Die Rolle des BND im Irak-Krieg

Pullach peinlich

Kriege führen eigentlich immer die anderen. Doch zwei Mitarbeiter des BND scheinen im Irak aktiv dabei gewesen zu sein und kriegswichtige Informationen an die Amerikaner geliefert zu haben.

Die Fälle, in denen der BND, jener von Altnazis ins Leben gerufene deutsche Geheimdienst, in der Vergangenheit positiv aufgefallen ist, kann man an wenigen Fingern abzählen. Wer »Pullach« hört, denkt fast reflexartig an riesige Abhörschüsseln und peinliche Skandale: abgehörte Telefone von Journalisten oder im Dienst des BND stehende Bundeswehrsoldaten, die im Kosovo verhaftet werden.
Plötzlich kommt Lob von höchster Stelle, nämlich von den US-Generälen Tommy Franks und James Marks: Helden seien sie gewesen, die zwei Mitarbeiter des BND, die, angestellt in der deutschen Botschaft in Bagdad, im Jahre 2003 kriegs­wichtige Informationen an das amerikanische Militär in Katar geliefert hätten.
Die beiden BND-Leute sind offenbar bis kurz vor Kriegsende unbehelligt durch den Irak spazieren gefahren und haben mittels eines GPS-Systems massenweise Daten nach Deutschland gesendet.
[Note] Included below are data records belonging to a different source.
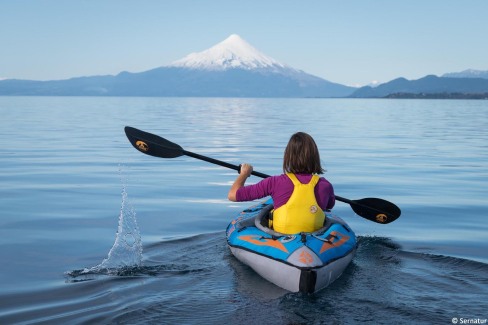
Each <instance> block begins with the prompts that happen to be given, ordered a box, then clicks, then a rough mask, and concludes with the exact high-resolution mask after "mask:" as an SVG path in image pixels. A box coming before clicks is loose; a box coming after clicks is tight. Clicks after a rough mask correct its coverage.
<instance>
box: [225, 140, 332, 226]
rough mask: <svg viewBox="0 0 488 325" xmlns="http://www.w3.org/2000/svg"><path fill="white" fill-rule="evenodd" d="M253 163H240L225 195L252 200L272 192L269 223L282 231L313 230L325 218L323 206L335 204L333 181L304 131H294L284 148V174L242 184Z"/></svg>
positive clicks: (283, 165) (240, 199) (237, 201)
mask: <svg viewBox="0 0 488 325" xmlns="http://www.w3.org/2000/svg"><path fill="white" fill-rule="evenodd" d="M252 170H253V167H252V166H251V165H249V164H242V165H241V171H240V174H239V176H237V179H236V180H235V182H234V184H233V185H232V187H231V189H230V191H229V194H228V198H229V200H231V201H234V202H242V201H252V200H256V199H261V198H264V197H266V196H271V198H272V199H273V205H274V212H273V221H272V227H273V229H274V230H275V231H277V232H281V233H284V234H294V233H299V232H312V231H315V230H318V229H320V228H321V227H322V226H323V224H324V221H325V214H324V211H323V210H328V209H332V207H333V206H334V204H335V197H334V189H333V187H332V184H331V183H330V182H329V181H327V180H326V179H325V178H324V177H319V174H323V173H324V169H323V168H322V166H321V164H320V155H319V151H318V149H317V145H316V144H315V141H314V140H313V138H312V137H311V136H310V135H308V134H307V133H304V132H297V133H295V134H293V135H292V136H291V138H290V141H289V142H288V145H287V146H286V149H285V154H284V158H283V172H284V174H281V175H277V176H271V177H268V178H265V179H263V180H262V181H260V182H259V183H257V184H253V185H248V186H245V182H246V180H247V178H248V177H249V176H250V175H251V173H252Z"/></svg>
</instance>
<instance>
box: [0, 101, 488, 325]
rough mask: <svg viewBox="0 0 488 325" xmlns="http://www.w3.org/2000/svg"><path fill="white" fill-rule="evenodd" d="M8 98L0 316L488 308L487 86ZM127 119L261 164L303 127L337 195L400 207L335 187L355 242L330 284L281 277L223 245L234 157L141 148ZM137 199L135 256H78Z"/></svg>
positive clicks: (1, 322)
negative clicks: (231, 168) (236, 253)
mask: <svg viewBox="0 0 488 325" xmlns="http://www.w3.org/2000/svg"><path fill="white" fill-rule="evenodd" d="M0 116H1V117H0V214H1V218H0V259H1V261H2V266H1V268H0V301H1V303H0V323H2V324H10V323H42V322H45V323H50V324H52V323H60V324H65V323H83V322H98V323H130V324H137V323H168V324H175V323H178V324H179V323H183V324H201V323H215V324H221V323H222V324H224V323H225V324H228V323H232V324H244V323H250V322H251V323H252V322H257V323H270V324H292V323H293V324H301V323H303V324H310V323H337V324H340V323H355V322H359V321H363V322H364V321H367V322H371V323H416V324H423V323H426V324H429V323H436V324H451V320H452V319H453V318H454V317H456V318H459V319H460V318H464V319H481V320H484V319H487V318H488V313H487V310H488V302H487V299H486V298H487V297H488V240H487V239H488V186H487V184H488V101H464V100H456V101H449V100H426V101H424V100H362V99H220V98H210V99H204V98H174V99H173V98H87V97H83V98H77V97H0ZM126 125H130V126H133V127H137V128H140V129H142V130H145V131H148V132H151V133H155V134H158V135H160V136H163V137H165V138H167V139H169V140H171V141H173V142H176V143H178V144H180V145H181V146H182V147H183V148H184V149H186V150H189V151H193V152H196V153H200V154H203V155H206V156H210V157H214V158H217V159H220V160H224V161H227V162H230V163H235V164H239V163H242V162H249V163H252V164H253V165H254V168H255V170H257V171H260V172H263V173H267V174H277V173H280V172H281V159H282V155H283V149H284V147H285V145H286V143H287V142H288V139H289V137H290V135H291V134H292V133H294V132H296V131H305V132H308V133H310V134H311V135H312V136H313V137H314V138H315V140H316V142H317V144H318V146H319V148H320V151H321V157H322V161H323V163H324V165H325V166H326V169H327V173H326V174H325V176H326V177H327V178H328V179H329V180H330V181H331V182H332V183H333V184H334V187H335V191H336V193H337V194H338V195H341V196H343V197H346V198H350V199H359V198H363V197H379V198H384V199H386V200H389V201H392V202H394V203H396V204H397V205H399V206H400V207H401V208H402V216H401V217H400V219H398V220H396V221H395V222H393V223H391V224H389V225H379V224H375V223H372V222H369V221H367V220H365V219H362V218H360V217H358V216H356V215H354V213H353V212H352V210H351V209H350V207H349V206H348V205H346V204H343V203H341V202H338V203H337V204H336V207H335V209H334V212H335V213H336V214H338V215H340V216H341V217H342V218H343V219H345V220H346V221H347V222H348V223H349V225H350V226H351V227H352V228H353V229H354V230H355V232H356V234H357V235H358V236H359V248H358V252H357V255H356V257H355V259H354V260H353V262H352V263H351V265H350V266H349V267H348V268H347V269H346V272H345V274H344V275H343V276H342V277H341V278H340V279H339V280H338V281H336V282H335V283H334V284H333V285H332V286H331V287H329V288H327V289H325V290H323V291H321V292H319V293H317V294H314V295H303V294H292V293H287V292H285V291H283V290H281V289H279V288H277V287H275V286H274V285H272V284H270V283H268V282H266V281H265V280H263V279H261V278H260V277H259V276H257V275H256V274H255V273H254V272H253V271H252V270H250V269H249V268H247V267H246V266H244V265H242V264H241V263H239V262H238V261H237V260H235V259H234V258H233V257H232V255H231V254H230V252H229V250H228V248H227V247H226V242H225V234H224V229H225V227H226V226H227V223H228V222H229V221H230V219H231V218H232V217H233V216H234V215H235V214H236V213H238V212H239V211H240V210H242V209H244V208H245V207H247V206H248V205H250V203H239V204H235V203H231V202H228V201H227V200H226V195H227V191H228V188H229V186H230V185H231V183H232V182H233V180H234V178H235V176H236V174H235V172H234V171H232V170H228V169H225V168H222V167H218V166H214V165H210V164H208V163H205V162H202V161H198V160H195V159H192V158H188V157H180V158H175V159H160V158H154V157H149V156H146V155H143V154H141V153H139V152H137V151H136V150H134V149H133V148H132V147H131V145H130V143H129V142H128V141H127V139H126V137H125V134H124V131H123V128H124V126H126ZM257 181H259V179H257V178H255V177H252V178H251V179H250V182H257ZM124 188H125V193H127V195H128V201H127V200H123V195H122V194H121V193H122V192H123V191H124ZM129 204H130V206H129ZM130 207H132V208H133V209H134V211H135V219H134V220H135V223H137V226H136V225H135V223H134V224H132V223H130V224H125V227H129V228H130V230H131V231H132V234H134V235H135V236H137V235H138V234H140V237H141V239H142V249H143V253H142V262H141V265H140V266H138V267H134V268H121V269H119V270H118V271H117V272H116V274H113V273H107V272H102V271H100V270H99V271H98V272H97V271H93V272H85V273H83V271H82V270H83V269H90V268H92V267H95V266H97V265H100V263H102V261H103V260H104V259H106V258H107V256H108V254H109V251H110V252H112V251H111V248H112V246H114V247H115V246H117V245H114V241H115V239H116V235H117V231H118V224H119V217H120V216H121V215H122V216H127V215H128V214H129V213H128V211H129V210H130ZM122 226H124V224H122ZM137 230H138V231H139V233H138V232H137ZM119 234H121V231H120V229H119ZM128 254H130V252H128ZM112 255H113V256H112V257H114V256H115V254H112ZM109 257H110V256H109ZM117 258H119V257H115V262H117ZM109 260H110V258H109ZM92 270H94V269H92ZM85 271H86V270H85Z"/></svg>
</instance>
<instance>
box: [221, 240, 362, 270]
mask: <svg viewBox="0 0 488 325" xmlns="http://www.w3.org/2000/svg"><path fill="white" fill-rule="evenodd" d="M227 245H229V246H230V247H234V248H239V249H242V250H245V251H248V252H250V253H254V254H256V255H260V256H264V257H267V258H269V259H272V260H274V261H277V262H280V263H283V264H286V265H290V266H293V267H294V268H296V269H298V270H301V271H311V270H319V269H321V268H323V267H325V266H327V265H329V264H330V263H332V262H335V261H337V260H339V259H341V258H344V257H346V256H348V255H349V254H351V253H352V252H354V251H355V250H356V248H357V247H356V245H355V246H354V247H353V248H351V249H350V250H348V251H347V253H346V254H345V255H343V256H339V257H336V258H334V259H331V260H330V261H328V262H327V263H326V264H322V265H320V266H312V267H304V266H297V265H294V264H291V263H290V262H287V261H284V260H282V259H278V258H274V257H271V256H269V255H266V254H263V253H260V252H257V251H255V250H252V249H249V248H246V247H243V246H239V245H232V244H230V243H229V242H228V241H227ZM307 247H308V246H307Z"/></svg>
Da die Bundesrepublik sich gleichzeitig als einer der größten Kriegsgegner zu profilieren trachtete, scheinen die Deutschen den Irakis und ihren recht effektiven Abwehrdiensten nicht verdächtig gewesen zu sein. Wie sonst ist es zu erklären, dass dort, wo jeder ausländische Journalist überwacht wurde, zwei Angestellte der deutschen Botschaft solche Freiheiten genossen?
Frank-Walter Steinmeier, damals Chef des Bundes­kanzleramts und zuständig für die Geheimdienste, wusste vom Treiben der beiden, leugnete aller­dings, dass kriegsrelevante Informationen an die Amerikaner weitergeleitet wurden. Denn wenn stimmt, was die amerikanischen Militärs dem Spiegel sagten, dann beteiligte sich Deutschland, wenn auch nicht maßgeblich, so doch durchaus aktiv an dem Krieg.
Bei der Anhörung vor einem parlamentarischen Untersuchungssausschuss am Donnerstag voriger Woche gelang es weder Steinmeier noch dem früheren Außenminister Joseph Fischer, den Verdacht zu entkräften. Während Fischer ganz im Stil der damaligen Regierung pampig wurde und die Berichte der Amerikaner als »völligen Quatsch« abtat, eierte Steinmeier herum.
Wie bei derartigen Affären üblich, wird sich vermutlich herausstellen, dass der BND getan hat, was ihm vorgeworfen wird. Dass es allerdings ein Skandal sein soll, wenn der deutsche Geheimdienst effektiv geholfen hätte, der Diktatur Saddam Husseins ein Ende zu bereiten, ist eine Ironie der Geschichte. In den achtziger Jahren war es derselbe BND, der dem irakischen Regime maßgeblich bei der Beschaffung von Produktionsanlagen für die Herstellung von Giftgas half und irakische Geheimpolizisten ausbildete.
Da arbeitet die Truppe einmal nachweislich effektiv und für einen durchaus guten Zweck, und Steinmeier kann sich darüber nicht einmal freuen. Im Gegenteil muss der Kanzlerkandidat der SPD fürchten, dass ihm diese deutsche Beteiligung am Irak-Krieg, den er öffentlich so vehement abgelehnt hatte, zum Verhängnis wird. Da hilft es auch wenig, den Amerikanern zu unterstellen, sie wollten mit den Informationen auf »durchsichtige Weise« nur »alte Rechnungen« begleichen.